Por otra parte, desde la página 54, el resultado de un estudio científico realizado en el campo de la historia de la ciencia merece, entre otros posibles adjetivos, la calificación de excitante. Porque el relato sobre las peripecias que condujeron al hallazgo de un polvo capaz de sugerir un vínculo material entre la alquimia y la química, en la honorable Royal Society inglesa, excita, de inmediato, la imaginación y la propensión tan humana a develar o al menos seguir los relatos en que se dilucidan misterios.

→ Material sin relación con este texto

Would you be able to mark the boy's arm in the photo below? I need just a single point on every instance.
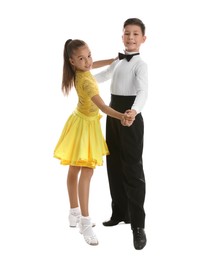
(102, 63)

Y el interés por una historia así se acentúa cuando se sabe que dicha sustancia, luego de dormitar unos 350 años en un sobre cerrado entre otros documentos, en los archivos de la institución, fue hallada por dos investigadoras brasileñas: nada más comprensible entonces que la hinchada entusiasta por nuestro “cuadro”. Puede decirse que se trata de un dúo empeñado desde hace varios años en examinar determinados períodos de la historia de la ciencia a los efectos de entender de qué modo la construcción del conocimiento científico se alimenta con afluentes de múltiple naturaleza, incluso de aquéllos que, desde nuestra mirada contemporánea, se plantean como radicalmente anticientíficos. Y, en esta ocasión, ellas seguramente dieron otros importantes pasos en ese nuevo montaje de la historia de la ciencia contemporánea. Vale la pena verificarlo en el hermoso reportaje de nuestro editor de humanidades, Carlos Haag, que incluyó en el estudio del tema una inmersión in situ, en los documentos guardados en Londres.